La mère reproche au psychologue de ne pas avoir été avertie de cette consultation ni d'avoir été convoquée "pour au minimum avoir ma version des faits". Elle lui reproche aussi "d'écrire des contre-vérités", dont elle fait une liste en se référant à des passages du compte rendu. Elle se dit "sidérée par les phrases et les mots" que le psychologue prête à son fils et s'étonne qu'il n'ait pas "décelé la manipulation du père" derrière ces propos.
Elle estime que le psychologue a pris indûment position en faveur du maintien de la résidence chez le père et que ses propos ont été "repris par le JAF", qui a considéré que l'enfant était "parfaitement adapté à la vie que son père peut lui offrir".
En post-scriptum, la mère fait état de ses démarches auprès de la DDASS pour vérifier l'inscription du psychologue sur la liste ADELI. Elle précise que celui-ci, qui n'était pas inscrit au moment de l'examen, y a été inscrit depuis, ses diplômes, obtenus antérieurement à l'examen, ayant été dûment authentifiés.

Documents joints :

  • copie du compte rendu de l’examen psychologique
  • copie des courriels échangés avec la DDASS
Posté le 17-12-2010 14:20:00

Avis et classification CNCDP

Année de la demande : 2009

Demandeur :
Particulier (Parent)

Contexte :
Procédure judiciaire entre parents

Objet de la demande :
Écrit d’un psychologue
Précisions :
Compte rendu

Questions déontologiques associées :

- Transmission de données psychologiques (Compte rendu aux parents)
- Autorisation des détenteurs de l’autorité parentale
- Respect du but assigné
- Traitement équitable des parties
- Évaluation (Relativité des évaluations)
- Évaluation (Droit à contre-évaluation)

Dans sa lettre, la mère de l'enfant se plaint de ne pas avoir été avertie de l'évaluation et de ne pas avoir pu donner sa version des faits.
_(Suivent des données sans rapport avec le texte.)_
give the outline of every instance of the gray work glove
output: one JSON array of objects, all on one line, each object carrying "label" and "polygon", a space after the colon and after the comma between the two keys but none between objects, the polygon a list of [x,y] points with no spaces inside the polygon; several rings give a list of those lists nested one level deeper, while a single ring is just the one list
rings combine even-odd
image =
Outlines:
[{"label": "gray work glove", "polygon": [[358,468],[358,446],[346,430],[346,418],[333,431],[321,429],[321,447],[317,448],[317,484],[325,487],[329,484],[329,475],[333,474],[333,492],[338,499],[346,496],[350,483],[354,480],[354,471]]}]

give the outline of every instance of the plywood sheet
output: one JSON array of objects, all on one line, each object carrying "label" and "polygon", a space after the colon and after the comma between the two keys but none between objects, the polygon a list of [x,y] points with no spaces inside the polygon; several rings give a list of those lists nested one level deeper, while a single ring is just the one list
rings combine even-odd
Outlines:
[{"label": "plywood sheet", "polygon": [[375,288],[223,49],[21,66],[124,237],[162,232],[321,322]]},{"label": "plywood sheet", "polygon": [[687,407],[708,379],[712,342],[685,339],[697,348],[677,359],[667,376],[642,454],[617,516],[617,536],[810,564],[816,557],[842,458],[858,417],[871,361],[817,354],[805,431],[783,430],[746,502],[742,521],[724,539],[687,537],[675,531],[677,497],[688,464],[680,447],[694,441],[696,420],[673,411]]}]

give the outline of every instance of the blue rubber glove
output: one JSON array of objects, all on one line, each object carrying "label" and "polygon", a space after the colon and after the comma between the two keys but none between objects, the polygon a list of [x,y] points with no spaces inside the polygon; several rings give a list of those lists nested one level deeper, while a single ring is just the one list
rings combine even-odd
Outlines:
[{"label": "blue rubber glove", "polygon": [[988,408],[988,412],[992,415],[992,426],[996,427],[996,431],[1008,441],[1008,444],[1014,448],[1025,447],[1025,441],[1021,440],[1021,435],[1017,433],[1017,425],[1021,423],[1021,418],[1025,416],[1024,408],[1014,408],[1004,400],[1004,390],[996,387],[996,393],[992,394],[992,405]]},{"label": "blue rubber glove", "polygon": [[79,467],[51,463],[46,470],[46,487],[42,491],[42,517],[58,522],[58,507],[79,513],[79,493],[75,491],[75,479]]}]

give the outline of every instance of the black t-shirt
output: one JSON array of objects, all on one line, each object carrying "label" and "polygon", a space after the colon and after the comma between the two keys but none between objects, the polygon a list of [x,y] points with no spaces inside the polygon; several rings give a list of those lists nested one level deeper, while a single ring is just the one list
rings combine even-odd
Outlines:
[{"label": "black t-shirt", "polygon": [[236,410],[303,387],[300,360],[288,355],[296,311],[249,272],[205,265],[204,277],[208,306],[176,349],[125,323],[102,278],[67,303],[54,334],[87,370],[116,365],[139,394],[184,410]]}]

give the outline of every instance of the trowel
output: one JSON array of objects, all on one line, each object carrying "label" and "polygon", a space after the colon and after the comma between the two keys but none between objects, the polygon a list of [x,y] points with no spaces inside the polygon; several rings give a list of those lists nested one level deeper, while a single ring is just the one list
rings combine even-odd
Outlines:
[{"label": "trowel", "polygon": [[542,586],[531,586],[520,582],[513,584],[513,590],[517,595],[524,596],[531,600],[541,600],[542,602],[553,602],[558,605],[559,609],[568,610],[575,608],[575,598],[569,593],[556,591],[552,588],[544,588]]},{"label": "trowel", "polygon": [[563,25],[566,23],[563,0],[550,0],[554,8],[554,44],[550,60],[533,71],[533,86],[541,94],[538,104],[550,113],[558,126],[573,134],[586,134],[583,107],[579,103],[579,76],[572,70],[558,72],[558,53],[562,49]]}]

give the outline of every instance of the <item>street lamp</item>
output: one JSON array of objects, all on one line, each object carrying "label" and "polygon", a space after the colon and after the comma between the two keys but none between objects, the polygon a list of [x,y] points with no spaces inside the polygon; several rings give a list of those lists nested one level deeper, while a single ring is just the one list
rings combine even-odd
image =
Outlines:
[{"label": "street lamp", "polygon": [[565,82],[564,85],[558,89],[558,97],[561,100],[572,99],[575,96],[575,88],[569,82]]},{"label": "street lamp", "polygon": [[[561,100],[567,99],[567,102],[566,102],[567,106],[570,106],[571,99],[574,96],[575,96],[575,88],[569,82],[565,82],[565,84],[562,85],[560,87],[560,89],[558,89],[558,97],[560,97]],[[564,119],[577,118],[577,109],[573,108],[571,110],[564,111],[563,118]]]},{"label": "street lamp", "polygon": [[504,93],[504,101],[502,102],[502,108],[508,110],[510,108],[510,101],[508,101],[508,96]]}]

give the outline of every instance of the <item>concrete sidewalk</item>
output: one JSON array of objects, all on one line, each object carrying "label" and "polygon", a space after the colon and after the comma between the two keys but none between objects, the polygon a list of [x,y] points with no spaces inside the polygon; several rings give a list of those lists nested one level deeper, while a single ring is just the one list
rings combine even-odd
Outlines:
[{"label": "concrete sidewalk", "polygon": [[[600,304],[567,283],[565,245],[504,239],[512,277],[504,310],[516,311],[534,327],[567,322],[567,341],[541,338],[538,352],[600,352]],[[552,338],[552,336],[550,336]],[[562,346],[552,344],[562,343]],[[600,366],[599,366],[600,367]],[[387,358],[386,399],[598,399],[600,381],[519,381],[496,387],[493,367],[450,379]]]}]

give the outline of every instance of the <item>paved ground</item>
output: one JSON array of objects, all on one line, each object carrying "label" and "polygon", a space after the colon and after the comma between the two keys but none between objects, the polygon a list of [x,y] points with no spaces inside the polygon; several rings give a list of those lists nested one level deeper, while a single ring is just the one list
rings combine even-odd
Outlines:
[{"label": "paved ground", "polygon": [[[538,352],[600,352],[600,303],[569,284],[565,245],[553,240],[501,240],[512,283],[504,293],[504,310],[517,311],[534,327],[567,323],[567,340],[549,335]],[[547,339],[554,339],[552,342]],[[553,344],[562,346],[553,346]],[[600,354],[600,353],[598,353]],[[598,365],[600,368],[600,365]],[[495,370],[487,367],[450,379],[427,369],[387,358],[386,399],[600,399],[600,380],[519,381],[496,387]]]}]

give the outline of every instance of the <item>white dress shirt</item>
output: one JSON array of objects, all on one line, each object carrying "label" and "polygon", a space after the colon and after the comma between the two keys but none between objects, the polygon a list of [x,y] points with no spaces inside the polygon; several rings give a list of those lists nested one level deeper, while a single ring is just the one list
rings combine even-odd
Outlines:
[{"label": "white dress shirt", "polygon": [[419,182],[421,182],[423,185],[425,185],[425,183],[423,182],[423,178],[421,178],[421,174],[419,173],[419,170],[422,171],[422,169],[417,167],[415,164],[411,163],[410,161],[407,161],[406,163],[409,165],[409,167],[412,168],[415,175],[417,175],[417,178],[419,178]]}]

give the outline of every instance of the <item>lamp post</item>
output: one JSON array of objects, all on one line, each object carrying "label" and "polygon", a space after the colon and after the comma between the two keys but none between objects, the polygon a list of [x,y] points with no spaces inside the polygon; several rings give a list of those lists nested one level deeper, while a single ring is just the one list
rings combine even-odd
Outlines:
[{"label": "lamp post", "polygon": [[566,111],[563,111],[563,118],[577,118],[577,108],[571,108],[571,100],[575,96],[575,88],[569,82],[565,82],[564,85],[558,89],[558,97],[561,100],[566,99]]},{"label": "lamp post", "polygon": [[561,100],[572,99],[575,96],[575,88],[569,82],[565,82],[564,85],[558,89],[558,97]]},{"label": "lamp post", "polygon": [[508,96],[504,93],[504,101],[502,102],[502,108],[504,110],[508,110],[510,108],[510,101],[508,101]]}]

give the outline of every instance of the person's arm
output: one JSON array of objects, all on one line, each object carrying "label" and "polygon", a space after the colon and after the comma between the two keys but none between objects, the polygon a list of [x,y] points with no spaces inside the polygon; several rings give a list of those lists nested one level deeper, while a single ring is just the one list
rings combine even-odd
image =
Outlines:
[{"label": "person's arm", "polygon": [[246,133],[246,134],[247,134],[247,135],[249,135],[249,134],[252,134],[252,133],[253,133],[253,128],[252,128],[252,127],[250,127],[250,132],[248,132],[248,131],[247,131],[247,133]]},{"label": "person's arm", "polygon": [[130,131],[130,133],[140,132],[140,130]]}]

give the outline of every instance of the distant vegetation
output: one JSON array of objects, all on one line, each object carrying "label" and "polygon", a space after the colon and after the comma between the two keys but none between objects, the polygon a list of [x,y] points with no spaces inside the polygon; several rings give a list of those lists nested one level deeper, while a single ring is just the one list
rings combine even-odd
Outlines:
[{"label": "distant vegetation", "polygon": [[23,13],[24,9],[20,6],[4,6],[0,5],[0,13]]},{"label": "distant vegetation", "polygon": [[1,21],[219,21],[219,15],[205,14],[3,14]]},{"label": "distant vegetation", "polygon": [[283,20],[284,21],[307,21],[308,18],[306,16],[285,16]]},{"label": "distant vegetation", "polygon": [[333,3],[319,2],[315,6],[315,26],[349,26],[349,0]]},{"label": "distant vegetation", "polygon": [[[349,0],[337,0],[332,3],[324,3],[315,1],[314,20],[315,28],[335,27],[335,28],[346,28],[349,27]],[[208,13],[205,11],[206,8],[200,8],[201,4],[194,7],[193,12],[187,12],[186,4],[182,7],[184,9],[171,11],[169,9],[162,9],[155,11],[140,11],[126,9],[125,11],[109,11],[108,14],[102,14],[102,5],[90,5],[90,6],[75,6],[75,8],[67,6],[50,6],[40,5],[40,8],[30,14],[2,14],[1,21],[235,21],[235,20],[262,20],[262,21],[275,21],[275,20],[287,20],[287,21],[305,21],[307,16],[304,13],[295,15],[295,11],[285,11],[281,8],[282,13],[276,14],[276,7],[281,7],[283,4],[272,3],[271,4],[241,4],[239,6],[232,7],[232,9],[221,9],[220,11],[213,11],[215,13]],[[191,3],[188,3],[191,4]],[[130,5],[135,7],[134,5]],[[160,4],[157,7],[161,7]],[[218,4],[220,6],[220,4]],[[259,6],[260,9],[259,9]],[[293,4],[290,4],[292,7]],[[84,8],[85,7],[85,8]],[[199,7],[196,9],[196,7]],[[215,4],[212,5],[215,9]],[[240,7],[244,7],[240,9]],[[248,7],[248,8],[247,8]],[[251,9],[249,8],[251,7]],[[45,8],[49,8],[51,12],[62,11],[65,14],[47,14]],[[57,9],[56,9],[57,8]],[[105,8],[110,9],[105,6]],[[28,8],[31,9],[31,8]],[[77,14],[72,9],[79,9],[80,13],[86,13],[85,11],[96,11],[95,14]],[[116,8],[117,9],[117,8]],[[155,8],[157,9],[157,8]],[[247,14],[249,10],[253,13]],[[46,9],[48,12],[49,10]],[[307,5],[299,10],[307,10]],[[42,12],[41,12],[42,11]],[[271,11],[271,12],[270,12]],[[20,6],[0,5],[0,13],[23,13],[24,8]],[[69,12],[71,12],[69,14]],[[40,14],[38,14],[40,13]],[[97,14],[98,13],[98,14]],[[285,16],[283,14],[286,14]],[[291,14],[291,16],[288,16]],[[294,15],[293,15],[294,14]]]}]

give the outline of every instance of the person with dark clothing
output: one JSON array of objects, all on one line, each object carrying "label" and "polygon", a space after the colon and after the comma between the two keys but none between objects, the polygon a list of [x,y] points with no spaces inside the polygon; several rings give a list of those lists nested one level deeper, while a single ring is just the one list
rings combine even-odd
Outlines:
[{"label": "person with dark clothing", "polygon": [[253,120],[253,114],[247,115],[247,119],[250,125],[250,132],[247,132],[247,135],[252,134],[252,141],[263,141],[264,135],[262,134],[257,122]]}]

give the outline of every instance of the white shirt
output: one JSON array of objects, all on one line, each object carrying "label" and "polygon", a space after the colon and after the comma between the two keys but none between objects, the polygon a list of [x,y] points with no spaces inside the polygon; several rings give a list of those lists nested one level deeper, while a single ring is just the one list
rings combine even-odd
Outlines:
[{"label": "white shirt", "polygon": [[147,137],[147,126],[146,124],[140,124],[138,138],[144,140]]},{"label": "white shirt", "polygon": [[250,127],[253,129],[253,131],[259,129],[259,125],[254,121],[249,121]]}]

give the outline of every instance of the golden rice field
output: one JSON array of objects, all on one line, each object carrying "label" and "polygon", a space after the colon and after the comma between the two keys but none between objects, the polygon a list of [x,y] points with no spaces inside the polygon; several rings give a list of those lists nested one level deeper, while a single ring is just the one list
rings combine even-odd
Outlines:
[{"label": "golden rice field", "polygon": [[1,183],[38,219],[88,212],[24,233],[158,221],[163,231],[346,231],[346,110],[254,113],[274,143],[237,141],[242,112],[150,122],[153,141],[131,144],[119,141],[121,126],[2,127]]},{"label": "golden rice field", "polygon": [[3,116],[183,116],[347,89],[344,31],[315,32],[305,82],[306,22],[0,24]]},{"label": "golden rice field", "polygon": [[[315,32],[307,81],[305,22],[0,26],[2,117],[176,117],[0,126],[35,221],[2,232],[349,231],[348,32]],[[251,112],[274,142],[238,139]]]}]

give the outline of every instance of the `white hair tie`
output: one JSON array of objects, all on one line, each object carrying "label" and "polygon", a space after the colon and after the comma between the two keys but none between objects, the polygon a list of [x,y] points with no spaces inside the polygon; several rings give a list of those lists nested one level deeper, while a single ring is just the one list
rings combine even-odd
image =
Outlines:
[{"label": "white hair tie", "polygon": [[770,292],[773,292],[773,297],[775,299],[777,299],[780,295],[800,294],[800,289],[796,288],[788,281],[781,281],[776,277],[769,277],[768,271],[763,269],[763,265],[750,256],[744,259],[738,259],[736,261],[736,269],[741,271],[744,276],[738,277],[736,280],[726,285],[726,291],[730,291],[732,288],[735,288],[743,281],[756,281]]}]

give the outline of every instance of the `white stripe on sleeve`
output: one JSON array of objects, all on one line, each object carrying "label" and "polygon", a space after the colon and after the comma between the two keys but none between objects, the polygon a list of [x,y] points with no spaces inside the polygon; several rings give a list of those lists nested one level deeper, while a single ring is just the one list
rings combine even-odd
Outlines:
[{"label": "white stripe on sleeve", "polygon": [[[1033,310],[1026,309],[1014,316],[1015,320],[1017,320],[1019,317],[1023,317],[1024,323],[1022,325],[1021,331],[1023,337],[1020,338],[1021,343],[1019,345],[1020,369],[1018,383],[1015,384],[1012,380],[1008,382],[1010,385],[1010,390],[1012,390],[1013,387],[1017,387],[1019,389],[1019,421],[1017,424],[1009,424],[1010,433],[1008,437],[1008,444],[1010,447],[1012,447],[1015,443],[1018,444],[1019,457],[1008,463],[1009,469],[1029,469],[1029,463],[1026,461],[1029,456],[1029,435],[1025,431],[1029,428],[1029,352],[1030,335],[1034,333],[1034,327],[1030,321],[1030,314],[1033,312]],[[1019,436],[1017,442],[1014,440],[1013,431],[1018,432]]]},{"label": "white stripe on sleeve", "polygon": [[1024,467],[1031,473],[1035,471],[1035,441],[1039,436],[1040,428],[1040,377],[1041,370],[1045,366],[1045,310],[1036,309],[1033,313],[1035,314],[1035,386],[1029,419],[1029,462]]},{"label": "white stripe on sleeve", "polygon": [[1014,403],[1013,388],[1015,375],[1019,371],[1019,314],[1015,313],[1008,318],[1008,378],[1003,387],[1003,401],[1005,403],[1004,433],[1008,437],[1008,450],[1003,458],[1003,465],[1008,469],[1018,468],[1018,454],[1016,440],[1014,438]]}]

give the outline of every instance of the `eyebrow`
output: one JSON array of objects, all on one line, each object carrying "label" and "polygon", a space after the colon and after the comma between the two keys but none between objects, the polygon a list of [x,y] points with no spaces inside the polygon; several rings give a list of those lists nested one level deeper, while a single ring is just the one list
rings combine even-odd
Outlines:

La Commission se saisira de ces deux questions, qu'elle développera en trois points :
1/ L'information des intéressés
2/ La notion de contre-évaluation
3/ La distinction des missions

L'information des intéressés

L'article 12 du Code indique dans son deuxième paragraphe que "Les intéressés ont le droit d'obtenir un compte rendu compréhensible des évaluations les concernant, quels qu'en soient les destinataires".
Dans la situation présentée une mère dit ne pas avoir été informée de la consultation de son fils auprès d'un psychologue et semble n'avoir pris connaissance du compte rendu que dans le cadre de la procédure judiciaire.
La question qui se pose est de savoir si un psychologue qui procède à l'évaluation psychologique d'un enfant à la demande de l'un des parents est tenu d'en informer l'autre parent.
Pour y répondre, il est utile de distinguer entre les notions de "consentement préalable" et d'information.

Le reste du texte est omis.